In “real clinic life” RCT conditions do not exist, benefit of CACIPLIQ is better illustrated by reducing the economic burden of hard-to-heal wounds
University of Maryland, USA
Time : 10:15-11:00
Shaik O Rahaman is an Assistant Professor at the University of Maryland, USA. His laboratory is interested in elucidating the signaling events underlying the pathogenesis of atherosclerosis and fibrosis. Dr. Rahaman earned his PhD in Molecular Biology at Jadavpur University, and a BS in Human Physiology (Honors), and an MS in Biophysics and Molecular Biology from University of Calcutta. From 2000-2014, Dr. Rahaman worked at Cleveland Clinic, Cleveland, USA, as a Postdoctoral Fellow, eventually as a Project Scientist and Assistant Professor. In 2013, he was the recipient of the American Heart Association Scientist Development Grant. Dr. Rahaman is the author or co-author of 21 research papers in high impact international peer-reviewed journals of repute. Dr. Rahaman has given numerous invited talks nationally and internationally, and is a reviewer/editorial board member in numerous scientific journals. Dr. Rahaman also served as a reviewer for National Institute of Health (USA).

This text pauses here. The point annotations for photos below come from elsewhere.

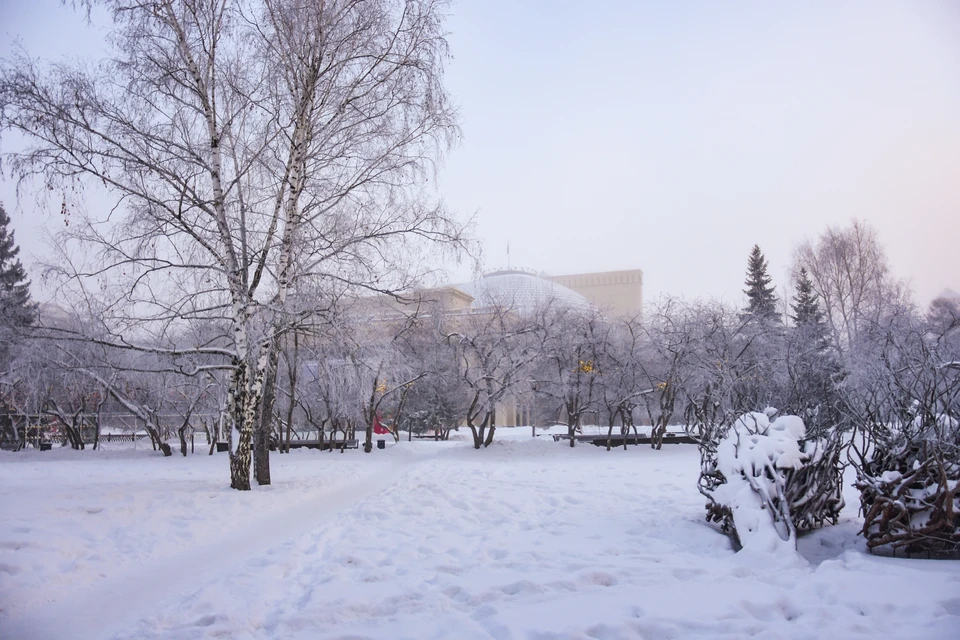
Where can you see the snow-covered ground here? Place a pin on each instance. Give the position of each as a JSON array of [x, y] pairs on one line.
[[528, 539]]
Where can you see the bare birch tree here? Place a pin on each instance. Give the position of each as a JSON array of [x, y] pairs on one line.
[[250, 145]]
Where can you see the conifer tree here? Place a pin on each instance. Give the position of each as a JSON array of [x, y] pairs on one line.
[[761, 300], [16, 309], [806, 307]]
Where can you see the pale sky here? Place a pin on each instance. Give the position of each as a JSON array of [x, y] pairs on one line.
[[673, 136]]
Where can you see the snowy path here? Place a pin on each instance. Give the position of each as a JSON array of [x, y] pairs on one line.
[[105, 608]]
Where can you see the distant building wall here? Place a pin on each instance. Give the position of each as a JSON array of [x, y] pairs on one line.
[[619, 291]]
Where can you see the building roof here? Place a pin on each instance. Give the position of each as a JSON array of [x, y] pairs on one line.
[[522, 290]]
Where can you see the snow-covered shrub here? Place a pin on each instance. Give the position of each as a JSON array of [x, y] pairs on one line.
[[908, 484], [904, 399], [763, 481]]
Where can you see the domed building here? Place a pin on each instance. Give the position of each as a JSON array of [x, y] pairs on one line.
[[520, 290]]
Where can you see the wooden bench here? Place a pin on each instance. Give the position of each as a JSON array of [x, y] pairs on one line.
[[322, 445]]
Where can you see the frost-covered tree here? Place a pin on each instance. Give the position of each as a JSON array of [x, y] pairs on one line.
[[850, 276], [16, 309], [568, 365], [251, 146], [494, 349], [761, 299]]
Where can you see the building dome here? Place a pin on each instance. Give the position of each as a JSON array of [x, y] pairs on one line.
[[522, 290]]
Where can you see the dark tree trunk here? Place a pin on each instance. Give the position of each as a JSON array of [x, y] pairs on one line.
[[264, 427], [158, 442], [292, 376]]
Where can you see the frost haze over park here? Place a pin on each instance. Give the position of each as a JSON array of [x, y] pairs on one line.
[[272, 374]]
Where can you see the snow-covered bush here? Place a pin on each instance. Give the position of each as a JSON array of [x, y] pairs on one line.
[[908, 483], [904, 399], [764, 480]]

Scleroderma or systemic sclerosis (SSc) is a multisystem idiopathic connective tissue disease with high morbidity and mortality. SSc is characterized by immune, inflammatory, vascular, and fibrotic manifestation in numerous organs including skin and lung. There are no effective medical treatments available and the exact cause remains poorly understood for SSc. Fibroblast differentiation into myofibroblast is a critical process in SSc and other fibrotic diseases. Emerging data support a role for both a mechanical signal, e.g., matrix stiffness, and a biochemical signal, e.g., transforming growth factor (TGF) beta1, in fibroblast activation, migration, and differentiation. Published work by our group and others showed that TRPV4, an ion channel in the transientreceptor potential vanilloid family, a known mechanosensor, is activated by a range of mechanical and biochemical stimuli. We have obtained evidence that: i) increased numbers of TRPV4 positive myofibroblasts are present in dermal tissues of patients with SSc compared to healty controls ii) TRPV4 deletion in mice prevented skin fibrosis development as assessed bydermal thickness, subcutaneous fat deposition, macrophage accumulation, myofibroblast abundance, and collagen deposition in skin in a bleomycin model of SSc iii) genetic ablation or pharmacologic antagonism of TRPV4 abrogates both matrix stiffness and TGFbeta1-induced dermal fibroblast differentiation and iv) TRPV4 regulates pro-fibrotic TGFbeta1 actions in a Smad-independent but PI3K-AKT-dependent manner. Altogether, these results, showed that TRPV4 calcium-permeable channel mediates fibrogenesis in SSc. Successful manipulation of the TRPV4 activity may be a targeted therapeutic approach to the treatment of SSc and other fibrotic diseases.